Un ambiente self-hosted esegue sessioni cloud di Claude Code su infrastrutture che la tua organizzazione gestisce, eseguite da processi runner che distribuisci. Questa guida rapida configura il tuo primo, il più piccolo che funziona: un runner su un singolo host, che esegue una sessione di test. Ci sono due passaggi: crea l’ambiente, avvia un runner e indirizza una sessione ad esso, quindi invia un messaggio a quella sessione dal tuo terminale. Ti sposterai tra due superfici: claude.ai per creare l’ambiente, controllarne lo stato e indirizzare una sessione, e un terminale sull’host per tutto ciò che il runner fa. Alla fine avrai un ambiente nella pagina di amministrazione Cloud environments, un runner che esegue il polling per il lavoro, e una sessione in esecuzione sul tuo host. Prima di connettere repository reali o sistemi interni, lavora attraverso Distribuisci in produzione, che copre il profilo di sicurezza, il controllo dell’egress, le credenziali git e l’orchestrazione.

Prerequisiti

Organizzazione e ruoli

Il lato claude.ai ha bisogno di:
  • Allow self-hosted environments attivato da un Owner nella pagina di amministrazione Cloud environments; il pulsante New non appare finché non è attivato. Se non hai il ruolo, qualcuno che lo ha può creare l’ambiente e passarti il suo secret; i passaggi del runner e del terminale su questa pagina non richiedono alcun ruolo claude.ai, e dove un passaggio controlla lo stato nell’interfaccia di amministrazione, le proprie righe di log del runner ti danno lo stesso segnale.
  • Una connessione GitHub per la tua organizzazione, in modo che gli sviluppatori possano selezionare repository quando avviano sessioni.

Host e rete

L’host del runner ha bisogno di:
  • Un host o container Linux o macOS con HTTPS in uscita verso api.anthropic.com, verso claude.ai e gli host di download a cui reindirizza per il passaggio di installazione sottostante, e verso il tuo host git per il clone; la tabella dei requisiti di rete ha l’elenco completo. Windows non è supportato come host runner; esegui il runner in un container Linux invece. Le workstation degli sviluppatori non sono interessate, poiché le sessioni iniziano da claude.ai in un browser.
  • Un orologio sincronizzato all’ora reale, ad esempio con NTP. L’autenticazione fallisce quando l’orologio è più di cinque minuti indietro; vedi Troubleshooting.

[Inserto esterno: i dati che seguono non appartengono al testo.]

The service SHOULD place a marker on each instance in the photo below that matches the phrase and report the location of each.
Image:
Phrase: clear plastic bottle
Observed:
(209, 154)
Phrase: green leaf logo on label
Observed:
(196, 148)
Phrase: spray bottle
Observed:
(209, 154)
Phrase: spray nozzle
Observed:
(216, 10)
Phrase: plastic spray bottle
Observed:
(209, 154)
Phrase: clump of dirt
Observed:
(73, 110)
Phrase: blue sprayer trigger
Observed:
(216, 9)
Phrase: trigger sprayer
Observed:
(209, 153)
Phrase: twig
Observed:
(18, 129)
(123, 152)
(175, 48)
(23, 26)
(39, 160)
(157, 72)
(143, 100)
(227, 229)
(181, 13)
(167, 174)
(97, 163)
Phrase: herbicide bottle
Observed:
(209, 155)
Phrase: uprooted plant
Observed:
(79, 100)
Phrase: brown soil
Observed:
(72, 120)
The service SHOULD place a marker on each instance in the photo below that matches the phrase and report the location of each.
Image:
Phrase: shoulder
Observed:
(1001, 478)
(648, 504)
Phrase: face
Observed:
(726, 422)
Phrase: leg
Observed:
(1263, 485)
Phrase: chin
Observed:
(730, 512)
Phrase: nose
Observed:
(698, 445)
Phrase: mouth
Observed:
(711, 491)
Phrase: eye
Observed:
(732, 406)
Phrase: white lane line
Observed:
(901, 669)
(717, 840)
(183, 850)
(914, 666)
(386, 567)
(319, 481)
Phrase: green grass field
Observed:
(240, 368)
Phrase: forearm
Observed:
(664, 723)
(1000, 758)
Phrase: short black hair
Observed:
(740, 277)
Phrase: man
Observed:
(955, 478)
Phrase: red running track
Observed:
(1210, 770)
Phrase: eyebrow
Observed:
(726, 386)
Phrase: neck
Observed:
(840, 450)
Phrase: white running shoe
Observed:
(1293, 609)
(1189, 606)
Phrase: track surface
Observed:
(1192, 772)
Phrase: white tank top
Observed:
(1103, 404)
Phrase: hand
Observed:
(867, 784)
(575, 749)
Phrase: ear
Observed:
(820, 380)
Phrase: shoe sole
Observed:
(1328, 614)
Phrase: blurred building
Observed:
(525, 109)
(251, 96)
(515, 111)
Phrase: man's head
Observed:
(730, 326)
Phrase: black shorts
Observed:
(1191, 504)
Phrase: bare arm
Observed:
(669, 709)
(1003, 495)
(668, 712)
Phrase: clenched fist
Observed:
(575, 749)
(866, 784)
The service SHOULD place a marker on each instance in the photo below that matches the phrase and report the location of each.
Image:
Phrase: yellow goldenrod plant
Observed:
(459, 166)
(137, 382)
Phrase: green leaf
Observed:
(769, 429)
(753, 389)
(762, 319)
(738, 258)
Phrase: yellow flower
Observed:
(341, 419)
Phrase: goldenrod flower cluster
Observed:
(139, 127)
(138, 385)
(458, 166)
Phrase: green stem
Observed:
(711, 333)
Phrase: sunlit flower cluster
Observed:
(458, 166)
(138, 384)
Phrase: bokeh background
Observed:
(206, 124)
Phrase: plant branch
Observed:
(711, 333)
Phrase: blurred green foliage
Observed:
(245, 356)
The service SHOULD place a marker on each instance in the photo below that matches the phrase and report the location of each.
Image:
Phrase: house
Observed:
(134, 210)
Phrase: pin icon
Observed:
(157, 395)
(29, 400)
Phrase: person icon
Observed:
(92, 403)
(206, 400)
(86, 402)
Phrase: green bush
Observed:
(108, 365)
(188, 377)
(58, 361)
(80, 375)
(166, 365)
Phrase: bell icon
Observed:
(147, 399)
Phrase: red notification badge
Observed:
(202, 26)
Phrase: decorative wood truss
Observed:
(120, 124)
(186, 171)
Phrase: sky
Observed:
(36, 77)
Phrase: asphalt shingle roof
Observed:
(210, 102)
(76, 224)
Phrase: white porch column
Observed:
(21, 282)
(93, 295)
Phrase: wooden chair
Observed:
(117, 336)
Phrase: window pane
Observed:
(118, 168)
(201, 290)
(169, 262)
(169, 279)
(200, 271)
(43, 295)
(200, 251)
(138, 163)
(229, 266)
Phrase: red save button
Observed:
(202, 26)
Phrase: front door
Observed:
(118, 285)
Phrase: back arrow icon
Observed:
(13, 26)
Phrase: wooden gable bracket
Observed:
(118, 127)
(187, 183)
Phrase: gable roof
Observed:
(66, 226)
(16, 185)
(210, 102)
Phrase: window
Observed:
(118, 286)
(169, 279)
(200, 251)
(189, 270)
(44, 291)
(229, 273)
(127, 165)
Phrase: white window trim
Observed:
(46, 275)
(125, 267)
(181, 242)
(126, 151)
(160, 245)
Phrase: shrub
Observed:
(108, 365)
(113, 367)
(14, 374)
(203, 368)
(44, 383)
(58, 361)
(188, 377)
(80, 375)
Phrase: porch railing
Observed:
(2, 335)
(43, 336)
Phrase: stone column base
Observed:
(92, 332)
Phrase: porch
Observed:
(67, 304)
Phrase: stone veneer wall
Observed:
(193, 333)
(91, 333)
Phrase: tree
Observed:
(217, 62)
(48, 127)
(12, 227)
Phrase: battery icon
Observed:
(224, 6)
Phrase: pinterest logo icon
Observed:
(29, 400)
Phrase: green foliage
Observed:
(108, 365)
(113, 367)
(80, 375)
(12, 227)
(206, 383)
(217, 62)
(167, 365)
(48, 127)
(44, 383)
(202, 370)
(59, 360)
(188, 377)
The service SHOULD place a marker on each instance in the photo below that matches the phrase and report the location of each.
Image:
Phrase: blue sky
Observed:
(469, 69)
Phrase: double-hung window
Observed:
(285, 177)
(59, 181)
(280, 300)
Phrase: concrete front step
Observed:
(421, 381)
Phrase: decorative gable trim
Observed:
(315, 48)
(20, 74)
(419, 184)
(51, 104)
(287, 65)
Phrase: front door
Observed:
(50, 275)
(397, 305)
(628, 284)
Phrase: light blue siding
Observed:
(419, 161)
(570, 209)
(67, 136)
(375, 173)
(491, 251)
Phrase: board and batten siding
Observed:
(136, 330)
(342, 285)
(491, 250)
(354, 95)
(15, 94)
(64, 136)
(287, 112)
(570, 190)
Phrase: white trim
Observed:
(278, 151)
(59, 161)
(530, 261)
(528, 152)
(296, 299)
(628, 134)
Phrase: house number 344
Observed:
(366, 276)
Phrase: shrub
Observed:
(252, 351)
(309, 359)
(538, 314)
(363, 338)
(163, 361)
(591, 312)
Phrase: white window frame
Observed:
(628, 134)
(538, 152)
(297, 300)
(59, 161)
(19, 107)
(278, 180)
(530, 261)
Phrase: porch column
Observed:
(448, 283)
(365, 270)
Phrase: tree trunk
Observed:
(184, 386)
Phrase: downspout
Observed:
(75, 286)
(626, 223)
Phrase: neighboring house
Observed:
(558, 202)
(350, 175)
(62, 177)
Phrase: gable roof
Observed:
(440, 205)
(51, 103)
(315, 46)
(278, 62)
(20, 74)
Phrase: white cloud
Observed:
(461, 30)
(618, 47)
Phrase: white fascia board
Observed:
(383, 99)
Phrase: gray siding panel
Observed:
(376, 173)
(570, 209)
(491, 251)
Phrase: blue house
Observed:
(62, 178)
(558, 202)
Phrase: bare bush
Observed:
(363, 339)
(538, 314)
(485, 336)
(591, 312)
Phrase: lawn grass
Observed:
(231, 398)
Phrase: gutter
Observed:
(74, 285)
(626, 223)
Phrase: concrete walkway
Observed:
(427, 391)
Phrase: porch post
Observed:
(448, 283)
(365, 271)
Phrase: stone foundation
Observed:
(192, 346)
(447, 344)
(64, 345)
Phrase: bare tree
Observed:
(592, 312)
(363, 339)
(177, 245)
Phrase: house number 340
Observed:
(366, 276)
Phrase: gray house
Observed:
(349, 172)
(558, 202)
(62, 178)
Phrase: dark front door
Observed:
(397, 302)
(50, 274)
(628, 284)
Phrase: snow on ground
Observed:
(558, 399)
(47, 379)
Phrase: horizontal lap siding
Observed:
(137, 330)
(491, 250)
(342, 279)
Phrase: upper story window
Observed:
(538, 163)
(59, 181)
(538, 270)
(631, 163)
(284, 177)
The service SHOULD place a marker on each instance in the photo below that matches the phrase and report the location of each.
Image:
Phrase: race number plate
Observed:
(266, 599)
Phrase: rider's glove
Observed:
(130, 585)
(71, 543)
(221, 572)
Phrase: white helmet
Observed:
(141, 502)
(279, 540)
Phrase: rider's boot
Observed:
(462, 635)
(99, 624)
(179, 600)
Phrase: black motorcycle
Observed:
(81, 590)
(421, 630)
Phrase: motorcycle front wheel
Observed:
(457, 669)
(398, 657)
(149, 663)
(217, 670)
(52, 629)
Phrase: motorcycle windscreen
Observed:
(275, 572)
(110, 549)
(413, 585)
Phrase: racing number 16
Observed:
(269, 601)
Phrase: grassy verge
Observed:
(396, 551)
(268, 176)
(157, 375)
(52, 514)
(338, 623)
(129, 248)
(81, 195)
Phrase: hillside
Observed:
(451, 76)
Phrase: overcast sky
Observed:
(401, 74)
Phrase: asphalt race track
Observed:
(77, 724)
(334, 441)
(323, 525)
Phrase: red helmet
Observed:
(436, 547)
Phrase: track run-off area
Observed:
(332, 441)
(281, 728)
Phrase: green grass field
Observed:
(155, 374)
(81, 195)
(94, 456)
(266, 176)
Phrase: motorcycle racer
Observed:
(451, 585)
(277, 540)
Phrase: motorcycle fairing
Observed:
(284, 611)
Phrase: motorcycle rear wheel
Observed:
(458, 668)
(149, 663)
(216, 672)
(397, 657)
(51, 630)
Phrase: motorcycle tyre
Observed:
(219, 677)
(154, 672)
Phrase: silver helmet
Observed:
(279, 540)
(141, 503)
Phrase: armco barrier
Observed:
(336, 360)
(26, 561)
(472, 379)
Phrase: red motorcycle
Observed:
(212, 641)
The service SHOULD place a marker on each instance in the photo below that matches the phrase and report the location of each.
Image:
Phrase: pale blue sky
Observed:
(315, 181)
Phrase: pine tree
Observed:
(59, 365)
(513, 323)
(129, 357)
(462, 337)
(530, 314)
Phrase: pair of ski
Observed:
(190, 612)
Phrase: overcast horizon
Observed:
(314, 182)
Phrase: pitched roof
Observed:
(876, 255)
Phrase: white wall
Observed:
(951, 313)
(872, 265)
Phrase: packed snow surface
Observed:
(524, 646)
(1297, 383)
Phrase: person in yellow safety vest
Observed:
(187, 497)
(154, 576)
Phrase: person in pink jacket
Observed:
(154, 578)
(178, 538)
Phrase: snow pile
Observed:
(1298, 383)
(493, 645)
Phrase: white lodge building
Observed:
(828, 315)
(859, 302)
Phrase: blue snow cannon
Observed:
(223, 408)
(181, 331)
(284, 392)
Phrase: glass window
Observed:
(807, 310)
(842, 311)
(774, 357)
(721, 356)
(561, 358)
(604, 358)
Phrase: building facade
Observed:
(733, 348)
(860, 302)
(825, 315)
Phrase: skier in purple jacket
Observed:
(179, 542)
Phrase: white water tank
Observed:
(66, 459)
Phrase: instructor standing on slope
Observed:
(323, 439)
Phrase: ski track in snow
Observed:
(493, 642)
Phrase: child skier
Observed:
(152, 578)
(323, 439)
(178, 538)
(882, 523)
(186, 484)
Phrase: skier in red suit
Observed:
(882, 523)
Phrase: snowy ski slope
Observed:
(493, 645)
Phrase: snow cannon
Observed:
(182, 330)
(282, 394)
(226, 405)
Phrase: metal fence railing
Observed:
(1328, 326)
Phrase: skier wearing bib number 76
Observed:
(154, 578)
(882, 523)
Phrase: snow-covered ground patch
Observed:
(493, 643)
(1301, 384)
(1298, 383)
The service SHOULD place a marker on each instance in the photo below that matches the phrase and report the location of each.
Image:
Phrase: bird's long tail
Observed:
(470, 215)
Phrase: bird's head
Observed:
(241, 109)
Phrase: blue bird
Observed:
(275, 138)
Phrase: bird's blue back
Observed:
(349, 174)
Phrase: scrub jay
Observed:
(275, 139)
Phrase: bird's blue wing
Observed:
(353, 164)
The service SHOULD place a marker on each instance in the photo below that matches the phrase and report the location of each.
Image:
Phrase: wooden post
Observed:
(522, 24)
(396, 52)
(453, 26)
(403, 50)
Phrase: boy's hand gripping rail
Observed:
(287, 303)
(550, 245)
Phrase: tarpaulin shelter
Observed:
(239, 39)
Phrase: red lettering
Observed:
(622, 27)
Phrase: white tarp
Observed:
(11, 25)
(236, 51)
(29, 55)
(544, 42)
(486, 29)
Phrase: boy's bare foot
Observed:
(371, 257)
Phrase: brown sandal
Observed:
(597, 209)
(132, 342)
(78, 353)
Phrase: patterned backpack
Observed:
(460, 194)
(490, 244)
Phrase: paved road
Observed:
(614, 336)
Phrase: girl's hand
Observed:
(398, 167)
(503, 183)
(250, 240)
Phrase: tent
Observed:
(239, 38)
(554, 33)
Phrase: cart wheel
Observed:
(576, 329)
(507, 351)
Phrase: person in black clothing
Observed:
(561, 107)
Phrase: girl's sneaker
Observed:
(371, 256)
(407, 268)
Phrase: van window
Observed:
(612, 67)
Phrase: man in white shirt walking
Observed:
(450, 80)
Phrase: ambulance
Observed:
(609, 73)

Software sull’host del runner

Installa sull’host prima di iniziare:
  • Claude Code v2.1.224 o successivo, con uno qualsiasi dei metodi di installazione standard. Il runner fa parte del binario claude standard, e le versioni precedenti non riconoscono il subcommand self-hosted-runner. Il canale latest dell’installer nativo porta ogni release non appena viene pubblicata; il canale stable, il cask Homebrew claude-code, e i repository apt, dnf e apk stabili rimangono indietro di circa una settimana. Per fissare la versione esatta che la tua fleet esegue, vedi Installa una versione specifica. Per le immagini container, vedi il Dockerfile in Distribuisci in produzione.
  • Git 2.24 o più recente. Alcune opzioni git nella pagina di distribuzione richiedono versioni più recenti; Configura git indica ogni limite.
Conferma che l’host è pronto:
Un host pronto stampa il testo di utilizzo del runner, elencando flag come --environment-secret-file. Sulle versioni precedenti a 2.1.224, il comando stampa l’output claude --help generale invece; aggiorna con claude update o reinstalla dal canale latest.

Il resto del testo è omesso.